Grant number: 11/13961-3
Support type:Scholarships in Brazil - Master
Effective date (Start): June 01, 2012
Effective date (End): April 30, 2013
Field of knowledge:Biological Sciences - Genetics
Principal Investigator:Márcia Maria Chiquitelli Marques Silveira
Grantee:Augusto Ludvik Filip Marino
Home Institution: Hospital do Câncer de Barretos. Fundação Pio XII (FP). Barretos , SP, Brazil

Abstract

Metastasis is a process responsible for the death of approximately 90% of cancer patients and involves multiple steps in which neoplasic cells invade the adjacent stroma in a path called epithelial mesenchymal transition (EMT). During this stage, neoplasic cells respond to adjacent stroma signals changing their own cellular characteristics (epithelium), reducing cellular adhesion and acquiring mesenchymal properties such as mobility. Finally, they enter in the lymphatic and blood vessels spreading to distant tissues where micro metastasis are created, and grow to originate new tumors.Recent studies suggest the existence of a miRNA network acting as regulators of the tumor metastasis event.

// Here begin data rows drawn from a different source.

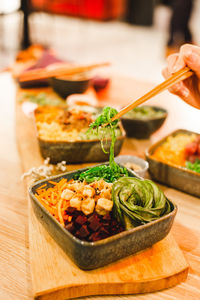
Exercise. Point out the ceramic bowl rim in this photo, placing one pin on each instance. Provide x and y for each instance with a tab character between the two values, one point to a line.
141	160
103	241
151	149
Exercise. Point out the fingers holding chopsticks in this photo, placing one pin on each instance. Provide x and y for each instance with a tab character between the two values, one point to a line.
189	89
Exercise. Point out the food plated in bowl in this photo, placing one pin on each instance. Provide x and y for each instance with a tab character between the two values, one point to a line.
62	135
144	120
101	236
136	164
175	161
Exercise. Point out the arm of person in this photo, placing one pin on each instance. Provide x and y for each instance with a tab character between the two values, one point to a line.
189	89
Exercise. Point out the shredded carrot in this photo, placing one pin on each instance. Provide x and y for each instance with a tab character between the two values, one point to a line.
51	199
53	182
42	186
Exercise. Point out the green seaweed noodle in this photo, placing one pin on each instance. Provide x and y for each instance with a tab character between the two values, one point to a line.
137	201
112	171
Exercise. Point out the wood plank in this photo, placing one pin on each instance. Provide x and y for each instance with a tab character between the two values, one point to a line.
55	276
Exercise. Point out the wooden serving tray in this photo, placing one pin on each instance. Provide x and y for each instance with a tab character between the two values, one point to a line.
54	276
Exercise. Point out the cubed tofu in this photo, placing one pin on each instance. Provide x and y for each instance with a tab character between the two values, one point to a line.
103	206
76	202
106	193
87	206
88	191
67	194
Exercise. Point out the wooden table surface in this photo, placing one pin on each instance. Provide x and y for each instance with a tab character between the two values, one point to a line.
15	281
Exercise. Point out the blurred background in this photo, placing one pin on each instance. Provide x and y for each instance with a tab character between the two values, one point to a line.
135	35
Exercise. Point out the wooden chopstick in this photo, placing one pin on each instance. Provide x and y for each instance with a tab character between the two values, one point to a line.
175	78
45	73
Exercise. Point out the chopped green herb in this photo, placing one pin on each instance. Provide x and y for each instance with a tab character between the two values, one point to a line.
193	166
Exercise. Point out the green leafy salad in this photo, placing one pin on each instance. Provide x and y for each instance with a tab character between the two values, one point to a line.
112	171
135	201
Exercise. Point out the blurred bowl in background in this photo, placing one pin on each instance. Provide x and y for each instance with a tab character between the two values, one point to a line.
141	127
67	85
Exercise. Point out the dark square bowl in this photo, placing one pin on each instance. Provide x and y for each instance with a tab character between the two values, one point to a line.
175	176
80	151
142	129
92	255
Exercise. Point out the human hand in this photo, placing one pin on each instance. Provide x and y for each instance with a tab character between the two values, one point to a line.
189	89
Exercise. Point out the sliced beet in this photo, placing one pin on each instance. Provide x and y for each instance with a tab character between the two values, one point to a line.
93	218
107	217
70	227
94	237
83	232
81	220
71	210
94	224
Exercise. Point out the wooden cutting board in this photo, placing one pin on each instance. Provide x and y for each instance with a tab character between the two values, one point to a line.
55	276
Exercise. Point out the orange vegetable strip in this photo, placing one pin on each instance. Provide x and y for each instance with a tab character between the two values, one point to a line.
42	186
53	182
59	212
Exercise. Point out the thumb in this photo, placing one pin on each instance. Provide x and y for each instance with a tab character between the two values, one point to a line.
192	60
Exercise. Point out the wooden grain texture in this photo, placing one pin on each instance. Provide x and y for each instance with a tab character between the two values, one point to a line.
159	267
15	280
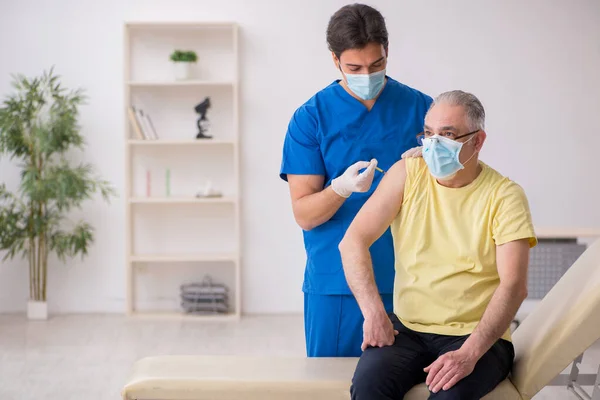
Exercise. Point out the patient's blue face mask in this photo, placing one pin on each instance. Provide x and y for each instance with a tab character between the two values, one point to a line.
442	155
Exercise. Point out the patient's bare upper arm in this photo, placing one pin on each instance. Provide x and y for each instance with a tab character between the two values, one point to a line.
379	211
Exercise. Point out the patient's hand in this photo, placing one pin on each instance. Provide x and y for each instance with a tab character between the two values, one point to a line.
448	369
378	331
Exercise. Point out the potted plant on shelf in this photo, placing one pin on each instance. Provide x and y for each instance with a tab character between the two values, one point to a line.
39	128
182	61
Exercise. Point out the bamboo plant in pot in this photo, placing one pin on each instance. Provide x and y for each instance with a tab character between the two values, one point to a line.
39	130
182	63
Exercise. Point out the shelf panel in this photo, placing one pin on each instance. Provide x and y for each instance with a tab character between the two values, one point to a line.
175	315
180	24
183	200
192	83
203	257
182	142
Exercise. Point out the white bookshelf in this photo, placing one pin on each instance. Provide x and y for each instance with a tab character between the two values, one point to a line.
172	236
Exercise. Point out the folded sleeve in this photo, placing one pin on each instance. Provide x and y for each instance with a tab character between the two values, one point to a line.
301	150
512	219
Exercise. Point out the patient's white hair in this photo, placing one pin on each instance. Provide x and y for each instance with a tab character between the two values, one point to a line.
473	107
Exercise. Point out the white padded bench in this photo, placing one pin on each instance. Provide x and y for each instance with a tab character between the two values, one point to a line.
255	378
562	327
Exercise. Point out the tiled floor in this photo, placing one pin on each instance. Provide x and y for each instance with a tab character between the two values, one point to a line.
89	356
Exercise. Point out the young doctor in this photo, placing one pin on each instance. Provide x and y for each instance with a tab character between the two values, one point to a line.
336	148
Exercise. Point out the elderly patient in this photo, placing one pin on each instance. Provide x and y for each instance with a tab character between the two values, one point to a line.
462	234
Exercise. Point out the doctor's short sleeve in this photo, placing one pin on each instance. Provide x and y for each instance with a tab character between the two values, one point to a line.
301	151
512	220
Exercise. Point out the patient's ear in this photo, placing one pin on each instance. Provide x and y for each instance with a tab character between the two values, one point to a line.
480	140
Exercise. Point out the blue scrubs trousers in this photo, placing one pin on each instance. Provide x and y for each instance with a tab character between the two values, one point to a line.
333	324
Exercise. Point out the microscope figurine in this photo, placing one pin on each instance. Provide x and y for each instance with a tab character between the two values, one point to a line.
203	123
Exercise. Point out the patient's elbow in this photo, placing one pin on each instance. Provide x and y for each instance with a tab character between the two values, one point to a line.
305	224
346	245
520	291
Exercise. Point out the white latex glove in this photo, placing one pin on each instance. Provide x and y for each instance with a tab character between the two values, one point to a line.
351	181
413	153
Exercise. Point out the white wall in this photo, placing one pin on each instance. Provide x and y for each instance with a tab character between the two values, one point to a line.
534	64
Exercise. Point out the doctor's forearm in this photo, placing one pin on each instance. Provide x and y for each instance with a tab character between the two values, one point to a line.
358	268
496	319
315	209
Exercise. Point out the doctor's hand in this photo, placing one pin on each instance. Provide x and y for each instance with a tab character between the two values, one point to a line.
413	153
352	181
378	331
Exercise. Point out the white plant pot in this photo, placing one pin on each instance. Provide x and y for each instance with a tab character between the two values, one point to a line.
37	310
182	70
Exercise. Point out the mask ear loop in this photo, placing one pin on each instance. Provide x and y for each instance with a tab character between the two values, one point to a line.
472	155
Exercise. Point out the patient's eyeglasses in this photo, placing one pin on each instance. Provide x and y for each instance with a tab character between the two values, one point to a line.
447	134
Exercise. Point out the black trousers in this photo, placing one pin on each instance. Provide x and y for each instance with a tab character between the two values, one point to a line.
390	372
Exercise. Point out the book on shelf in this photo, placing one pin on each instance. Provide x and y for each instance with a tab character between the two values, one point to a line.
142	124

The current project is within the range of functional genomics of cancer and refers to the study of the role of miRNAs in tumor metastasis in patients with breast cancer. We intend to use the microarray technology to investigate the expression of microRNAs and proteins potentially involved in the processes of invasion and metastasis in breast carcinomas. The central idea is to trace microRNAs differential expression signatures in tumors of patients with invasive metastatic breast carcinomas and in patients without metastatic carcinomas.Once microRNAs can act either as suppressors or promoters of metastasis accordingly to the RNAm targets and expression of key-role proteins, our hypothesis is based on the idea that some microRNAs have differential expression levels in breast tumors with metastatic potential. These microRNAs would be associated to the metastasis process. Once identified, they could be used as useful biomarkers to the identification of potentially metastatic tumors. The results will be useful for better understanding the genetic and molecular basis of the metastasis development in breast cancer, as well as the microRNAs role in this process.